Heading into the event, Horner had suggested that Red Bull had been targeted by what he termed Mercedes’ “media machine”.

“I think the Mercedes Formula One team have become a machine in the last seven or eight years during their period of dominance and obviously have the weight and power of the parent company behind them,” he said.

“I can’t believe it’s particularly comfortable being beaten by an energy drinks manufacturer.”

While Wolff rejected that notion, he took further issue with the implication that Mercedes had been waging a media war against its world championship rivals.

“I don’t know why he’s making that up,” Wolff said.

He went on to tell a joke about a driver, careering down the highway on the wrong side of the road.

“The radio gives a warning and said ‘attention, attention on Highway 2, there is a Ghost Driver,” he recited.

“The guy who drives in the opposite direction says ‘One? There’s hundreds of them’.”

It was Wolff’s way of suggesting that the perceived barrage against Red Bull was not the result of Mercedes waging war with a media machine, but the sheer weight of critics of Red Bull.

“So I think it’s the media machine, or it’s everybody who commented on the driving it was pretty much the same opinion.”

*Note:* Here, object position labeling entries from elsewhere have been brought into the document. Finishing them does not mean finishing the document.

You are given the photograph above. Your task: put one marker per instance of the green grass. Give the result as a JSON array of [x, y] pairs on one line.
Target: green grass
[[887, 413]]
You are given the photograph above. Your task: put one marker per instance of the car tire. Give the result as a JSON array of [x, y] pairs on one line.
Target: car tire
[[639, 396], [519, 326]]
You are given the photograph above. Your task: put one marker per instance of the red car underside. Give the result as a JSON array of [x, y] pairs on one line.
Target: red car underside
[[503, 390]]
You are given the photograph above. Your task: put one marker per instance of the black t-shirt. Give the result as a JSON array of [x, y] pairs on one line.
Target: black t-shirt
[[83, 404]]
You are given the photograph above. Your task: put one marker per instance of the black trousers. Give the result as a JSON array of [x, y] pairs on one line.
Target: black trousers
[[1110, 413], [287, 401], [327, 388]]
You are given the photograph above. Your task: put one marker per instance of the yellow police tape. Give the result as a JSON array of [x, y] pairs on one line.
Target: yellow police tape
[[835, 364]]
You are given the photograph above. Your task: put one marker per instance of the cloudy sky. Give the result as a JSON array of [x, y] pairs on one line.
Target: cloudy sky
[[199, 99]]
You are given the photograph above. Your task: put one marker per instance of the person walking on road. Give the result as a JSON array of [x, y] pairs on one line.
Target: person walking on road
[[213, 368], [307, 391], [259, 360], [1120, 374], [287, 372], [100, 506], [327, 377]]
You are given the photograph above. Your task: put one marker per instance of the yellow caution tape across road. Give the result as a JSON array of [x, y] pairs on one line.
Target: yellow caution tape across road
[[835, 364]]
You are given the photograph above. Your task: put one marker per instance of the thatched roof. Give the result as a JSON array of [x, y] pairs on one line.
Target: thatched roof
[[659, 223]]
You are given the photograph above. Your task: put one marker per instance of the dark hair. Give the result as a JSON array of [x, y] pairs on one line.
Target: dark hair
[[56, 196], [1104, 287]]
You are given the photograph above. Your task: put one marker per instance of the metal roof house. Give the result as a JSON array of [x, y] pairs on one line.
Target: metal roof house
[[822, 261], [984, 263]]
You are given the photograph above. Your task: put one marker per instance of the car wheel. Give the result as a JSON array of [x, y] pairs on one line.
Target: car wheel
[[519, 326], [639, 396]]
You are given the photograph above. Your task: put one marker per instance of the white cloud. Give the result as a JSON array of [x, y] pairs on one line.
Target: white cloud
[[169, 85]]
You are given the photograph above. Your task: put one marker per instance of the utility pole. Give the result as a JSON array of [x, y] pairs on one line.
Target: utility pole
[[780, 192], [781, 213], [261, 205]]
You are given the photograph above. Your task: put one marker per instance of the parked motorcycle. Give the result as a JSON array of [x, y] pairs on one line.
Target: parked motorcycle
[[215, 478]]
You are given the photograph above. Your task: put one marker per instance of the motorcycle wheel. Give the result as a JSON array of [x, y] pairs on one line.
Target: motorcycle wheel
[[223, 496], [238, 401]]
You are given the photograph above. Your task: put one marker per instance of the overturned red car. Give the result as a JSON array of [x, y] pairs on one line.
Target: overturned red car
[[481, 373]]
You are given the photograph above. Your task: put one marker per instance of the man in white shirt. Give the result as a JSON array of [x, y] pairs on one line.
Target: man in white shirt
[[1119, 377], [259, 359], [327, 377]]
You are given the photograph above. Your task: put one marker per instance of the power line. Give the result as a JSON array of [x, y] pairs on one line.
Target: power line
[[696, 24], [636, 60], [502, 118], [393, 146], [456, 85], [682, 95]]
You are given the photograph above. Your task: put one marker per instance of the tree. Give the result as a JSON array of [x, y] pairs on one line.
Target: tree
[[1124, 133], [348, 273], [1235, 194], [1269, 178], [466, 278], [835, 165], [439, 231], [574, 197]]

Mercedes heads into Sunday’s race in a comfortable position at the top of the constructors’ championship, with a 28-point buffer to Red Bull.

It’s level pegging in the drivers’ standings, with Lewis Hamilton and Max Verstappen tied on 369.5 points and set to share the front row.

They’ll do so on different compound tyres, offering a strategic difference from the outset, in what effectively amounts to a winner-take-all race for the world drivers’ title.

Verstappen’s pole lap came as something of a shock, Hamilton having looked to hold the upperhand through the three practice sessions which preceded it.

But while failing to secure top spot, Wolff was magnanimous in the Saturday defeat.

“They were the quicker car today,” he admitted.

“Absolutely take that on the chin for all of us; 1-0 for them, and let’s see what it is tomorrow.”

While Mercedes looks set to claim its eighth constructors’ title, success for Hamilton would see him also claim an eighth crown.

In doing so, it would move him clear of Michael Schumacher’s tally of seven titles, marking him out as statistically the most successful driver in world championship history.

It would also hand the team a clean sweep of the current turbo-hybrid era, which began in 2014, with the Anglo-German marque to date have claimed both drivers’ and constructors’ honours in every year of this regulation set.

Red Bull meanwhile is gunning for its first world championship win since 2013, when Sebastian Vettel claimed the last of his four successive crowns with the Milton Keynes-based squad.

Though tied on points, Verstappen technically heads the points standings heading into the 58-lap encounter by virtue of his nine wins to Hamilton’s eight.

Should the race end with the pair still tied, the Dutchman would be champion.

More likely however is that whichever of the two contenders finishes ahead would win – unless Hamilton were ninth and Verstappen tenth, and in possession of the point for fastest lap (which would result in a tie).

The Abu Dhabi Grand Prix gets underway at midnight AEDT tonight.